Last summer I completed a service project to satisfy requirements for the Gold Award, which is the highest honor a Girl Scout can achieve. A Gold Award must benefit the community, have a lasting effect, and require skills of leadership and independence. I have been a Girl Scout for seven years, and the Gold Award is the top goal of scouting.
My project was to start a program that gets kids more involved in reading while introducing them to the basic concepts of art. To achieve this I taught an arts and literacy class at La Ballona Elementary School over the course of one month, which helped get kids reading more over summer by creating art based on books read in class. This program provided a free environment to express creativity and exemplify reading as an enjoyable activity, not as a burden. I began this program for two reasons very personal to me; my love of interacting with children as well as my passion for the arts. Combining these two elements of myself created a positive environment for me as well as all of the people I’ve worked with.

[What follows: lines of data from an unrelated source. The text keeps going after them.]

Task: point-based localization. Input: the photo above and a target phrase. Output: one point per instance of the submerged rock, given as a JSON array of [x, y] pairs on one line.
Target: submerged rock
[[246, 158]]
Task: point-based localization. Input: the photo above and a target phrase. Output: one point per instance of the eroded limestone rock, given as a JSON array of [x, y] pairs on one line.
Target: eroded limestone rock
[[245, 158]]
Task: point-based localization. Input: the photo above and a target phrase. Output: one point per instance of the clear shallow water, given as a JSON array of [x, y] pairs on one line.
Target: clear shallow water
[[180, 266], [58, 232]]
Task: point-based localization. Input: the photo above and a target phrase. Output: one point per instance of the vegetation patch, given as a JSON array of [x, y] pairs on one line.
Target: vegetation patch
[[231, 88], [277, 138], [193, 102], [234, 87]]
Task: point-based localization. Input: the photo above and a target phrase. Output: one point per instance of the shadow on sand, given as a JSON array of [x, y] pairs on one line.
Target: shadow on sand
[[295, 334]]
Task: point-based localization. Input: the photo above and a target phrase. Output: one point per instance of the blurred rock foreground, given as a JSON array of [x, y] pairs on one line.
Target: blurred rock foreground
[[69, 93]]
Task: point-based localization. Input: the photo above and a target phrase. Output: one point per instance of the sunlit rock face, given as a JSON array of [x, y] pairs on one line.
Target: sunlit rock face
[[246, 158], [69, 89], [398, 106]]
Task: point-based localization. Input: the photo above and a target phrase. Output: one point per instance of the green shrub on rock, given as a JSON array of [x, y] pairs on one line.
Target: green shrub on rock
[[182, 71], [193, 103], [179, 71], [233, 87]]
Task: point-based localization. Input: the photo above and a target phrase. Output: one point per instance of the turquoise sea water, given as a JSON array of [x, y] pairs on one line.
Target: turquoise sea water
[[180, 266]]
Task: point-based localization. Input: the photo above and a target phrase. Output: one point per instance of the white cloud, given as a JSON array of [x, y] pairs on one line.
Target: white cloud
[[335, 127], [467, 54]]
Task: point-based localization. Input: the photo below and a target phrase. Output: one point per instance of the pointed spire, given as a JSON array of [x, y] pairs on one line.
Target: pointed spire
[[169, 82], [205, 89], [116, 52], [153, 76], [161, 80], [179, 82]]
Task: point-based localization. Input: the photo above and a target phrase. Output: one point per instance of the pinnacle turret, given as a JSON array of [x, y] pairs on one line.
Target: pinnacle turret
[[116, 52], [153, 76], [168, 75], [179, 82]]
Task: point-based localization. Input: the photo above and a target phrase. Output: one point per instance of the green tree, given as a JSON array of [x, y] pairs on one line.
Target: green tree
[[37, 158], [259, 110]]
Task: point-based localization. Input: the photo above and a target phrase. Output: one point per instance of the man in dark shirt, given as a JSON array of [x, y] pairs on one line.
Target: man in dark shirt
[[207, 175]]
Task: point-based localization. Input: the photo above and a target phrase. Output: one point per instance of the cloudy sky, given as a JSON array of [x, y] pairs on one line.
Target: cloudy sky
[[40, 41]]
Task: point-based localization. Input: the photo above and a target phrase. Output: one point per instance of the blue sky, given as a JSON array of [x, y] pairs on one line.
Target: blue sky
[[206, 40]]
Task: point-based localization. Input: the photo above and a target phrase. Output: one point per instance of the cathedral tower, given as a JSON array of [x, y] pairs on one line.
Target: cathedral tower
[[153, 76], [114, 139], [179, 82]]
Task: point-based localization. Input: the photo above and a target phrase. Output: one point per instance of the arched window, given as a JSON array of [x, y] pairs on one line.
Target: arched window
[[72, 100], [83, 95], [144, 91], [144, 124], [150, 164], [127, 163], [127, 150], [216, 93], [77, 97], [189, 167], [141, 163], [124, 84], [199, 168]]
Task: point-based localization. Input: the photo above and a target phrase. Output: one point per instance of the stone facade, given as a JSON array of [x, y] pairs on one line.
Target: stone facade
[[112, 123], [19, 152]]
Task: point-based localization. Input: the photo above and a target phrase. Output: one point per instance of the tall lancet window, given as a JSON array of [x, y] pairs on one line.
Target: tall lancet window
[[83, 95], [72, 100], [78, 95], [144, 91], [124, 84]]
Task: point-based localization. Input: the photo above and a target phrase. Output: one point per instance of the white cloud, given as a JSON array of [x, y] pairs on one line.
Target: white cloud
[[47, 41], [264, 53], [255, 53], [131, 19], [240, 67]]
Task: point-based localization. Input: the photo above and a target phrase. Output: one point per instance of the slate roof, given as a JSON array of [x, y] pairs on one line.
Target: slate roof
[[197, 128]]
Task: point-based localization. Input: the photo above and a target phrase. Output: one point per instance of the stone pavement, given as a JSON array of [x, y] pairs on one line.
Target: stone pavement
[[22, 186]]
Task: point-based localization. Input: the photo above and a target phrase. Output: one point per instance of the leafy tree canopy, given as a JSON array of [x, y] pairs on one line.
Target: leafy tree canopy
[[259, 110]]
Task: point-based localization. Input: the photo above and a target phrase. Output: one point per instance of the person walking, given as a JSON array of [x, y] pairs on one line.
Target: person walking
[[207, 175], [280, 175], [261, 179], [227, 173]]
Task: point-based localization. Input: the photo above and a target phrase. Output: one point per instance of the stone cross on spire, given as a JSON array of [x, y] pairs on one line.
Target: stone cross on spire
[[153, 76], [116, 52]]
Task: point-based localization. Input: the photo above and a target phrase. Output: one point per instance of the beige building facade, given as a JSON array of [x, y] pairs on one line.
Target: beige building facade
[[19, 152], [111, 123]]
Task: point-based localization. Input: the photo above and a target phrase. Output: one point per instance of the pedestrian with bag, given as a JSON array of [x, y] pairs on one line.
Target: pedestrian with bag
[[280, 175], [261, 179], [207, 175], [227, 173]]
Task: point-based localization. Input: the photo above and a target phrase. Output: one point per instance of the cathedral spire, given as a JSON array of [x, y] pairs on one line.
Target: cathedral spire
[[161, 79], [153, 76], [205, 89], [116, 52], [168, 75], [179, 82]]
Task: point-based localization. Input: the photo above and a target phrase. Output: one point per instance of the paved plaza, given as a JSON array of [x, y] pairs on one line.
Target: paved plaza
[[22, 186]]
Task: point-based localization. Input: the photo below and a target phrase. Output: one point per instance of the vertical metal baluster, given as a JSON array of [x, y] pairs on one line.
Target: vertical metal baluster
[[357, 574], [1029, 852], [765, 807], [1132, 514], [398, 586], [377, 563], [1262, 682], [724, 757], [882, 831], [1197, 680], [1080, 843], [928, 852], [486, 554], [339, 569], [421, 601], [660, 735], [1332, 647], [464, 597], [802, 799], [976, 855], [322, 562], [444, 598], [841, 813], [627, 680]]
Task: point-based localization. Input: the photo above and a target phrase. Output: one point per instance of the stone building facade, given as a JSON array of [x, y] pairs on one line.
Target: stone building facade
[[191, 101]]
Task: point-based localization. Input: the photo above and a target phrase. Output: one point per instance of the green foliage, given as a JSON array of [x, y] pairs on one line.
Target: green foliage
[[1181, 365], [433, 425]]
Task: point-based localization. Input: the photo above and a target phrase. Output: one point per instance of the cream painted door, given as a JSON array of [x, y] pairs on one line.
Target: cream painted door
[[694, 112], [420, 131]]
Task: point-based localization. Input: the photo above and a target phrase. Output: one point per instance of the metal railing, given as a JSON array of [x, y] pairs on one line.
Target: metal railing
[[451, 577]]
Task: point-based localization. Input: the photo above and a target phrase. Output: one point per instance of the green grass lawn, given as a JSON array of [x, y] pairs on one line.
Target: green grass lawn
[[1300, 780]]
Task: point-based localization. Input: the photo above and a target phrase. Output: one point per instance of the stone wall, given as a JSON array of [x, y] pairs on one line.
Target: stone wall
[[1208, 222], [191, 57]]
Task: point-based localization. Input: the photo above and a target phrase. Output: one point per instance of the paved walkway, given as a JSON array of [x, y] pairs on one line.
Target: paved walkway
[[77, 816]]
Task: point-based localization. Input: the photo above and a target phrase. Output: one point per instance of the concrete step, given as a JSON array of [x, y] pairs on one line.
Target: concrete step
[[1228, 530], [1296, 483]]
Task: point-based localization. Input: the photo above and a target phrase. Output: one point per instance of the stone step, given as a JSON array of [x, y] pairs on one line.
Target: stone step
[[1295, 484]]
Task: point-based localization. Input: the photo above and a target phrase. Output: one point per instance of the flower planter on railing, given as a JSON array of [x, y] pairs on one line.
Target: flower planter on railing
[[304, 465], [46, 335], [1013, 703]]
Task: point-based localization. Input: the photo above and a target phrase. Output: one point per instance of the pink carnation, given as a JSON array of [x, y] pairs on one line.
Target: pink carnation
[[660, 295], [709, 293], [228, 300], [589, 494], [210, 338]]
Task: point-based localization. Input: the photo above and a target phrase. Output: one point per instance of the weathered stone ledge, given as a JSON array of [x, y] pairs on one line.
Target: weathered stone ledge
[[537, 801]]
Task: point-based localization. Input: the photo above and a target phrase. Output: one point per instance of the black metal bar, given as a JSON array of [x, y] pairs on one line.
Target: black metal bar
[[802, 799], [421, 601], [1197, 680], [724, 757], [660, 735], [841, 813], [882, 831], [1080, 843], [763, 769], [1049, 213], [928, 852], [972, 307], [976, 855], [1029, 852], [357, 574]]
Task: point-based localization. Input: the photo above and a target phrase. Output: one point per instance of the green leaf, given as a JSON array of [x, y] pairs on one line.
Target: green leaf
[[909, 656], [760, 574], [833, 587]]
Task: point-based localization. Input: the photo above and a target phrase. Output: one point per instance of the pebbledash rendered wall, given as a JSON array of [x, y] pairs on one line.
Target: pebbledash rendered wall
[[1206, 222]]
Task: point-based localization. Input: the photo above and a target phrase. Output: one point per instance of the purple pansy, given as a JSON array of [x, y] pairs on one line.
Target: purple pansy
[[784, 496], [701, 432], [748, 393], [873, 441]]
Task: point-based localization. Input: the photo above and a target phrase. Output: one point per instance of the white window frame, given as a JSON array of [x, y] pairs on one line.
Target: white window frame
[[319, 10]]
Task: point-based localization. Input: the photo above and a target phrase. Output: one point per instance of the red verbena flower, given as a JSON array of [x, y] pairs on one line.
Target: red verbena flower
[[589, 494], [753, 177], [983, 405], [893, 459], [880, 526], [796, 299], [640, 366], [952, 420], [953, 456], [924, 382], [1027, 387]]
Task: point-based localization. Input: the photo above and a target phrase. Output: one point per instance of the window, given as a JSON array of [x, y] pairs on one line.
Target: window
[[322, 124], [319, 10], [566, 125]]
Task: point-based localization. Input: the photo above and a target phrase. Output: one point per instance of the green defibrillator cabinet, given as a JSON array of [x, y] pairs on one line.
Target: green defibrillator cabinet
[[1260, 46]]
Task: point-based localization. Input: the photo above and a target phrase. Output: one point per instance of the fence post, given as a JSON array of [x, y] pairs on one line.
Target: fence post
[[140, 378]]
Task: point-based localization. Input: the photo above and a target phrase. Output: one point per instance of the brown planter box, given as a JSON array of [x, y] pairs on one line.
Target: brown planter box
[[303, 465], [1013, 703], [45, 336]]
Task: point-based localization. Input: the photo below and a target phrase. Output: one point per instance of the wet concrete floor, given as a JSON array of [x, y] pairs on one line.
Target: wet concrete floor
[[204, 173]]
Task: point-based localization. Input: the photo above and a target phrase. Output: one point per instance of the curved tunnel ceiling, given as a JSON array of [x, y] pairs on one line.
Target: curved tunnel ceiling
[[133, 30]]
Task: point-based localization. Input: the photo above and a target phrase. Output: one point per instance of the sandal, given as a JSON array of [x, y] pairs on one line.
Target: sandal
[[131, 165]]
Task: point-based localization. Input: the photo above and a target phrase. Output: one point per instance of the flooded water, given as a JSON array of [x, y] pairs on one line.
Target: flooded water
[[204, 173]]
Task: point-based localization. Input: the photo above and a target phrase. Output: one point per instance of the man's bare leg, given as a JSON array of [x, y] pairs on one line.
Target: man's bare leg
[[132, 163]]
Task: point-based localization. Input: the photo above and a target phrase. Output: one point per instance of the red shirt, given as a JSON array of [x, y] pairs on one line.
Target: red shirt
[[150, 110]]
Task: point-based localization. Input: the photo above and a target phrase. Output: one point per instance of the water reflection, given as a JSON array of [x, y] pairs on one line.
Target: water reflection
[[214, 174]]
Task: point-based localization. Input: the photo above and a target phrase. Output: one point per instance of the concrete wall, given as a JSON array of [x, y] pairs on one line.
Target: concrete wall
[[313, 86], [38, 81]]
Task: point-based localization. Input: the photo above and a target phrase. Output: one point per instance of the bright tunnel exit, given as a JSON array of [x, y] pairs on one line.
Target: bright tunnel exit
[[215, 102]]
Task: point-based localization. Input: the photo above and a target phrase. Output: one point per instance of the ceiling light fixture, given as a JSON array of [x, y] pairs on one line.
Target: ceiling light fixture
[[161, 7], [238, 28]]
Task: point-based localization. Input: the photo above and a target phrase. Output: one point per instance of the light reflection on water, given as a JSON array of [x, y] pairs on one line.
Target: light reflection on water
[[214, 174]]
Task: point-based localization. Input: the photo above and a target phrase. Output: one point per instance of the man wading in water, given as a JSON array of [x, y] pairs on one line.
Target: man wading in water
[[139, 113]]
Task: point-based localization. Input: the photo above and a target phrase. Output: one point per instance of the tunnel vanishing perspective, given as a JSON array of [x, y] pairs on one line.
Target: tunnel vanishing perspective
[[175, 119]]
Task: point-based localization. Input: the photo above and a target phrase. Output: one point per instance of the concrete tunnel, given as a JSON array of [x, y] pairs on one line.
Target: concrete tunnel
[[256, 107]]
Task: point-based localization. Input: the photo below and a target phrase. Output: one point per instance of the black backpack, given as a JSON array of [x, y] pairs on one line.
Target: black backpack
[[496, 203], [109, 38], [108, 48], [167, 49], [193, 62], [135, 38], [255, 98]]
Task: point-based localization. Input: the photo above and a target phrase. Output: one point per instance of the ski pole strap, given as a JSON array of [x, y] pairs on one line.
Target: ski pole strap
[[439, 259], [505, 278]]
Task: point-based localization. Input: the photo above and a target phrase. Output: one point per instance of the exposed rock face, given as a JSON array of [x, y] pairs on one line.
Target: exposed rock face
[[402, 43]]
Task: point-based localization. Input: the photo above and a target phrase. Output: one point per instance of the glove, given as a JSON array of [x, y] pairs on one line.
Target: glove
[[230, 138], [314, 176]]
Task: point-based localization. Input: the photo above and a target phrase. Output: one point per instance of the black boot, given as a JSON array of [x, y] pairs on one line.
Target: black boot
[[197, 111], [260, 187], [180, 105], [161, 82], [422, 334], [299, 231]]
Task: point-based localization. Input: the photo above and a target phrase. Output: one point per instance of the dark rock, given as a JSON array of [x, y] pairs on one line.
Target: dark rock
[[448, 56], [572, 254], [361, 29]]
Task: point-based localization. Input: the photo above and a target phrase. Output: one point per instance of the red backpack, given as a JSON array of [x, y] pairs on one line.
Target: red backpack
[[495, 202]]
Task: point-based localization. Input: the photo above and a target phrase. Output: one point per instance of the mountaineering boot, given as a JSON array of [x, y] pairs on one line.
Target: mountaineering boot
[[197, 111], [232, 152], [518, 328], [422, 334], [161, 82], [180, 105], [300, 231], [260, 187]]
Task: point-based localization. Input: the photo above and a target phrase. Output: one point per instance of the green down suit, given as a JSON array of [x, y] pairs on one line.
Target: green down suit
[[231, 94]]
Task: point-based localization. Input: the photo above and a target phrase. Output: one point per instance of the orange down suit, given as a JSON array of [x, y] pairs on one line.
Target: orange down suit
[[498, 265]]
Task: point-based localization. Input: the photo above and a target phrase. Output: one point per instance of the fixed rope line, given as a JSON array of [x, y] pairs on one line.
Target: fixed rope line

I wanted to influence children to begin art at a young age so they could use this valuable information and skills throughout their lives. While working with these kids I learned many physical and work-related skills, but I also learned a lot about myself. I discovered I truly want to work with children in the future, I could be this passionate about a project, and that Girl Scouts wasn’t just what it had been to me for the past seven years; selling cookies and being a good citizen. Sure, both of those are included in the package, but doing this time consuming, difficult, and at times stressful journey not only pushed my limits but changed my personal ethic. I became more responsible, I learned how to effectively write emails, and I discovered that I can do anything I want to do.
It’s cheesy, but it’s genuinely true. You CAN do anything you want to do, it all depends on your passion, your motivation, and your effort. So, to sum up what I’ve gained from this experience, it’s that the things that are hard are the ones worth pursuing, and also the ones with the greatest benefit.